Babam, dediğimde içimde alevlenen yangın topraktan mı, sudan mı, havadan mı, ne zaman cemre düşecek aramızdaki mesafelere.
Emeğin kokusunu babamdan alırdım, soğutmadım ekmeğimi böldüm soframa koydum, aşktı paylaştım.
Babam da böyle yapardı dedim, oturup ağladım sonra babam da böyle severdi dedim sonra yine ağladım. Bir mavinin buğulanıp taşmasını bir tek o’nun gözlerinde gördüm, sonra denizleri özledim, kaldırıp başımı gökyüzüne baktım, babam dünyaya mavi bakardı, diye diye ağladım ve boğuldum…
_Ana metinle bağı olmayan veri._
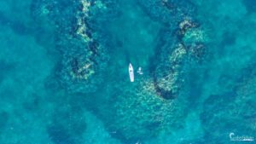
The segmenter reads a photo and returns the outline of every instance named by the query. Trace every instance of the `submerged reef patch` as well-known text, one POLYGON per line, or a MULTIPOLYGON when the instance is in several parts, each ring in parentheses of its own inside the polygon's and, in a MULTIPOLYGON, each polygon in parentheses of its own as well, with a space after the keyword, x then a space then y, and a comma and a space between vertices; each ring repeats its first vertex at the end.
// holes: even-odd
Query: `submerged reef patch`
MULTIPOLYGON (((145 65, 148 74, 137 77, 137 82, 131 85, 124 80, 127 73, 119 66, 129 63, 129 58, 125 62, 109 62, 112 50, 118 49, 122 43, 113 40, 106 25, 122 16, 124 11, 119 9, 121 2, 42 2, 34 0, 32 14, 35 21, 41 23, 46 20, 55 26, 55 49, 61 55, 60 66, 56 67, 60 84, 69 94, 85 95, 82 100, 91 106, 84 107, 95 112, 113 136, 131 143, 154 137, 162 131, 172 133, 183 128, 180 119, 184 119, 182 118, 187 112, 183 76, 189 71, 187 66, 190 61, 203 59, 206 49, 206 37, 200 25, 194 22, 191 3, 134 1, 150 20, 160 25, 161 30, 154 41, 154 55, 146 60, 150 63, 145 65), (44 16, 41 19, 37 15, 44 16)), ((126 17, 131 19, 136 15, 132 10, 129 14, 126 17)), ((74 122, 70 123, 76 126, 74 122)), ((69 134, 73 130, 65 124, 53 124, 48 131, 55 143, 77 143, 69 134), (60 137, 55 138, 55 133, 60 133, 60 137), (61 137, 67 139, 55 140, 61 137)))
Beni babamın ayakları altına gömsünler, mavinin gölgesindeki huzura, o mavi okyanusa…
– Babamın ayakları altındaki o cennet benim!-
sude nur haylazca





















Baba yalnızdır. Baba sessizdir. Baba kimsesizdir. Baba sahipsizdir. Baba mişli geçmiştir! Baba unutulasıdır… Saymakla bitmez. Bu devirde çok nadirdir değer gören baba sayısı…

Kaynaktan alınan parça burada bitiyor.